Dans son discours lundi soir, annonçant la reconnaissance des deux Républiques séparatistes de l’Est de l’Ukraine, Vladimir Poutine a fait un long exposé historique qui tend à nier à ses voisins ukraniens leur identité et même leur existence en tant que nation. Inquiétant.
Les historiens ont de quoi faire avec le discours d’anthologie prononcé lundi soir par Vladimir Poutine. Alors qu’il s’apprêtait à dépecer son voisin ukrainien d’un nouveau morceau de territoire, pour la deuxième fois après la Crimée annexée en 2014, le Président russe s’est lancé dans une longue explication historique confuse et inquiétante.
Poutine s’adressait aux Russes pour leur expliquer pourquoi il envoyait l’armée chez son voisin ; mais, aux oreilles ukrainiennes, ce discours sonnait comme une négation de leur identité, et même de leur droit à l’existence. Un récit historique révisionniste, qui permet de justifier que si l’Ukraine n’existe pas, ou ne fait qu’une avec la Russie, celle-ci est autorisée à agir comme bon lui semble, y compris par la force.

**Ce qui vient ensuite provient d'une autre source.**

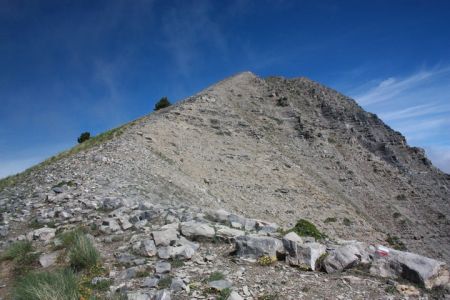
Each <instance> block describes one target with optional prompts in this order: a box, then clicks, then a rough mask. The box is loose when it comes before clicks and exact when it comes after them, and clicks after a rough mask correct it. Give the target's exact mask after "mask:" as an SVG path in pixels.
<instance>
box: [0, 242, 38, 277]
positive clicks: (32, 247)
mask: <svg viewBox="0 0 450 300" xmlns="http://www.w3.org/2000/svg"><path fill="white" fill-rule="evenodd" d="M34 250H35V249H34V248H33V245H32V244H31V242H30V241H17V242H14V243H12V244H11V245H9V247H8V248H6V250H5V251H4V252H3V253H2V254H0V261H5V260H10V261H12V262H14V272H15V273H16V275H19V274H23V273H25V272H27V271H28V270H29V269H30V268H31V267H32V266H33V264H34V263H35V262H36V261H37V258H38V257H39V253H38V252H34Z"/></svg>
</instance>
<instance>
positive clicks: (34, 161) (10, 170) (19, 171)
mask: <svg viewBox="0 0 450 300" xmlns="http://www.w3.org/2000/svg"><path fill="white" fill-rule="evenodd" d="M43 159H44V157H31V158H23V159H14V160H8V161H3V162H1V165H2V167H1V168H0V178H3V177H7V176H9V175H14V174H17V173H20V172H22V171H25V170H26V169H27V168H29V167H31V166H33V165H35V164H37V163H39V162H40V161H42V160H43Z"/></svg>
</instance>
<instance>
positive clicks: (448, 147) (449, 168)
mask: <svg viewBox="0 0 450 300" xmlns="http://www.w3.org/2000/svg"><path fill="white" fill-rule="evenodd" d="M425 151H426V153H427V155H428V157H429V158H430V159H431V161H432V162H433V164H434V165H436V166H437V167H438V168H439V169H441V170H442V171H444V172H445V173H447V174H450V147H427V148H425Z"/></svg>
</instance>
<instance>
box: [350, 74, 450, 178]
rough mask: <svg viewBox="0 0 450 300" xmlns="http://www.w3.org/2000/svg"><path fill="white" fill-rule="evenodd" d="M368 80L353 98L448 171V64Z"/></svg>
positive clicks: (448, 81)
mask: <svg viewBox="0 0 450 300" xmlns="http://www.w3.org/2000/svg"><path fill="white" fill-rule="evenodd" d="M368 82H369V83H371V86H370V85H369V84H367V85H365V87H366V89H365V90H362V91H361V90H359V92H358V93H356V94H354V95H353V98H355V99H356V100H357V101H358V103H359V104H361V105H362V106H363V107H364V108H365V109H367V110H369V111H372V112H375V113H377V114H378V115H379V116H380V117H381V118H382V119H383V120H384V121H385V122H387V123H388V124H389V125H390V126H391V127H392V128H394V129H395V130H397V131H400V132H401V133H402V134H403V135H405V137H406V139H407V141H408V143H409V144H411V145H414V146H419V147H423V148H425V149H427V153H428V154H429V156H430V159H431V160H432V161H433V163H434V164H435V165H436V166H438V167H439V168H440V169H442V170H445V171H447V172H449V169H450V168H449V161H450V131H449V130H448V128H449V127H450V67H449V66H445V67H442V66H439V67H435V68H431V69H422V70H420V71H417V72H414V73H412V74H409V75H407V76H404V77H394V76H388V77H387V78H386V79H383V80H379V81H378V82H377V83H375V84H374V80H373V79H371V80H368Z"/></svg>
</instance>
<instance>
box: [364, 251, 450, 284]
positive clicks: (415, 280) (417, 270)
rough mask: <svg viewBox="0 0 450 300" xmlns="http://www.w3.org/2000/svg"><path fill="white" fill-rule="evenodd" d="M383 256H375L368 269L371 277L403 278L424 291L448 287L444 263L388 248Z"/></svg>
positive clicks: (430, 258) (449, 276)
mask: <svg viewBox="0 0 450 300" xmlns="http://www.w3.org/2000/svg"><path fill="white" fill-rule="evenodd" d="M388 250H389V251H388V253H387V255H385V256H380V255H375V256H374V261H373V263H372V266H371V268H370V273H371V274H372V275H376V276H381V277H393V278H403V279H406V280H408V281H411V282H414V283H417V284H420V285H423V286H424V287H425V288H426V289H432V288H434V287H437V286H444V285H448V284H449V281H450V275H449V271H448V269H447V266H446V264H445V263H444V262H440V261H437V260H434V259H432V258H428V257H425V256H421V255H418V254H415V253H410V252H403V251H398V250H394V249H390V248H388Z"/></svg>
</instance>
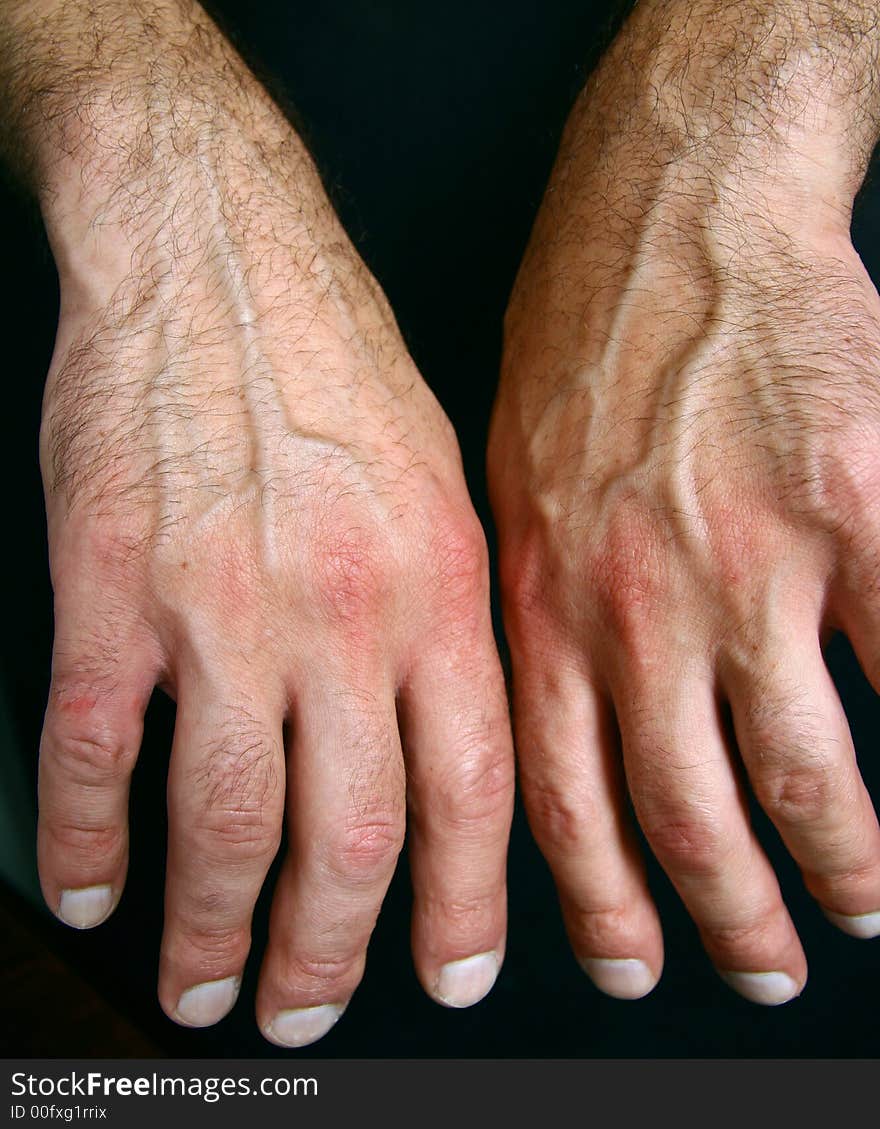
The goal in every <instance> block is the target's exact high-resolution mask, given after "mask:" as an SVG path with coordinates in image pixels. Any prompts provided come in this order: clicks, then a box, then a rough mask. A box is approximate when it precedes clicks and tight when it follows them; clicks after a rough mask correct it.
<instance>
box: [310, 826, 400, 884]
mask: <svg viewBox="0 0 880 1129" xmlns="http://www.w3.org/2000/svg"><path fill="white" fill-rule="evenodd" d="M402 847H403V820H402V817H401V816H400V815H399V814H398V813H395V812H392V811H390V809H389V811H385V812H383V811H378V809H374V811H373V812H371V813H368V814H365V815H359V816H358V817H356V819H349V820H347V821H346V822H343V824H342V825H341V828H340V829H338V830H337V831H334V832H333V833H331V834H330V835H328V839H326V842H325V844H324V860H325V865H326V866H328V868H329V869H330V870H331V872H332V873H333V874H334V876H336V877H337V878H338V879H340V881H342V882H358V881H365V882H369V881H373V879H374V878H375V877H376V875H381V874H386V873H387V872H389V870H391V869H392V868H393V867H394V864H395V863H397V859H398V855H399V854H400V851H401V848H402Z"/></svg>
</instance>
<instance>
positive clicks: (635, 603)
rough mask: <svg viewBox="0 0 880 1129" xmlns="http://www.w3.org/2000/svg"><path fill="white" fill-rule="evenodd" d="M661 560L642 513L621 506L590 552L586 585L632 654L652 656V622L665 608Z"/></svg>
mask: <svg viewBox="0 0 880 1129" xmlns="http://www.w3.org/2000/svg"><path fill="white" fill-rule="evenodd" d="M666 570H668V569H666V565H665V557H664V554H663V552H661V551H660V549H659V546H657V539H656V534H655V532H654V531H653V530H652V527H651V525H650V523H648V519H647V517H646V516H645V515H639V514H637V513H635V511H626V510H625V511H622V513H621V515H620V516H618V517H616V518H615V520H613V522H611V524H610V525H609V528H608V530H607V531H605V534H604V536H603V537H602V540H601V541H600V543H599V545H598V546H595V548H594V549H593V550H592V552H591V553H590V554H589V559H587V586H589V590H590V592H592V594H593V598H594V601H595V602H596V606H598V609H599V611H600V613H601V615H602V618H603V619H604V621H605V623H607V624H608V627H609V628H610V630H611V631H612V632H613V633H615V637H616V638H617V639H618V641H619V644H620V647H621V648H622V649H624V651H625V653H626V654H627V655H628V657H630V658H631V659H634V660H636V659H638V657H639V656H642V655H643V654H644V655H645V656H646V657H650V658H652V659H654V658H655V647H654V646H652V637H651V631H650V629H651V627H652V625H653V624H654V623H655V622H656V621H657V616H659V615H661V614H663V612H664V610H665V598H664V596H665V592H666V587H668V579H666Z"/></svg>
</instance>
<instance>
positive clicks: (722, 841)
mask: <svg viewBox="0 0 880 1129" xmlns="http://www.w3.org/2000/svg"><path fill="white" fill-rule="evenodd" d="M639 822H641V824H642V830H643V831H644V832H645V837H646V838H647V840H648V842H650V843H651V847H652V849H653V851H654V854H655V855H656V856H657V858H659V859H660V861H661V863H662V864H663V866H664V867H668V868H669V869H671V870H674V872H676V873H677V874H681V875H688V876H694V877H711V876H714V875H716V874H717V873H718V870H721V869H722V867H723V865H724V861H725V859H726V858H727V857H729V855H730V835H729V833H727V830H726V829H725V826H724V824H723V823H722V822H721V821H720V820H717V819H713V817H712V816H711V813H708V812H705V811H702V809H698V808H697V806H696V805H688V804H682V805H680V806H679V805H674V806H673V805H665V806H663V807H650V808H648V809H647V811H643V812H641V813H639Z"/></svg>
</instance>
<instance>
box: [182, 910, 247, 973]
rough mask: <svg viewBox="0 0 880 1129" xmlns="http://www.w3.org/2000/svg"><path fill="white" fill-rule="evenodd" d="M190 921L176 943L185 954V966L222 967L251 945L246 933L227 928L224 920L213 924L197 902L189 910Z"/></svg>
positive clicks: (239, 926)
mask: <svg viewBox="0 0 880 1129" xmlns="http://www.w3.org/2000/svg"><path fill="white" fill-rule="evenodd" d="M192 911H193V912H192V917H191V918H190V919H189V920H188V921H185V922H183V924H182V926H181V929H180V935H178V940H180V942H182V943H183V944H184V945H185V946H186V949H188V951H189V952H188V957H189V959H188V961H186V963H188V964H189V963H193V960H194V962H195V963H198V964H201V965H203V964H206V963H210V962H211V961H218V962H220V963H223V962H224V961H227V960H228V959H229V956H230V955H237V954H241V953H246V952H247V948H249V947H250V944H251V938H250V934H249V930H247V929H244V928H242V927H241V926H229V925H226V924H224V922H223V920H218V921H212V916H211V914H210V913H208V912H207V911H206V910H204V909H200V908H199V902H198V900H197V901H195V903H194V904H193V907H192Z"/></svg>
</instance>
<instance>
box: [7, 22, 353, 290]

Pour Vladimir Poutine, « l’Ukraine moderne a été entièrement créée par la Russie, plus précisément par la Russie bolchévique et communiste ». Lénine, Staline, Khrouchtchev, ont successivement façonné l’Ukraine en « arrachant », ce sont ses mots, des « parties de territoire historique » à la Russie.
Comme toutes les manipulations historiques, il y a une part de vérité dans le modelage des républiques soviétiques par les apprentis-sorciers qui ont dirigé l’URSS. Mais, sans entrer dans les méandres d’une histoire complexe, Poutine ignore la longue maturation du sentiment national ukrainien, pour n’en retenir que la version soviétique, personne ne sera réellement surpris.
Dans un livre paru cet automne (« L’Ukraine, de l’indépendance à la guerre », éd. Le cavalier bleu, 2021), l’universitaire spécialiste de l’Ukraine Alexandra Goujon souligne que « le nationalisme ukrainien se développe au 19ème siècle à l’image du réveil national des autres peuples d’Europe, mais ne trouve à se concrétiser dans une forme étatique qu’à la fin du 20ème siècle ». Nuance, donc.
En 1991, à l’éclatement de l’URSS, un référendum s’est tenu en Ukraine sur l’indépendance, avec des scores favorables à plus de 80% partout, sauf en Crimée, cas à part. Le Donbass, au cœur de la crise actuelle, pourtant russophone, a lui aussi soutenu l’indépendance de l’Ukraine.
On voit bien qu’on est passé d’une revendication initiale de « garanties de sécurité » ou du rôle de l’OTAN, à une diatribe envers un voisin dont on nie l’identité. Cela pose un immense problème car il n’aurait donc pas droit à la souveraineté qui est la base du système international.
Ca pose bien sûr la question des frontières, qui ne sont dès lors plus intangibles. Cette ambiguïté est d’ailleurs au cœur de la reconnaissance des républiques séparatistes, et hier, Vladimir Poutine a apporté son soutien aux revendications territoriales en Ukraine des deux entités qu’il vient de reconnaître. S’il met cette menace à exécution, c’est la garantie d’une guerre généralisée avec l’Ukraine.
Pour comprendre l’enjeu, il suffit d’écouter un conseil venu d’Afrique, de l'ambassadeur du Kenya à l’ONU qui a expliqué, lors du débat sur l’Ukraine, comment le continent africain a choisi, il y a 60 ans, de respecter les frontières héritées de la colonisation pour s’épargner des conflits sans fin. L’Afrique a, sur ce point, une leçon de sagesse à donner à Vladimir Poutine. Le Président russe semble toutefois trop immergé dans son dangereux rêve révisionniste pour l’entendre.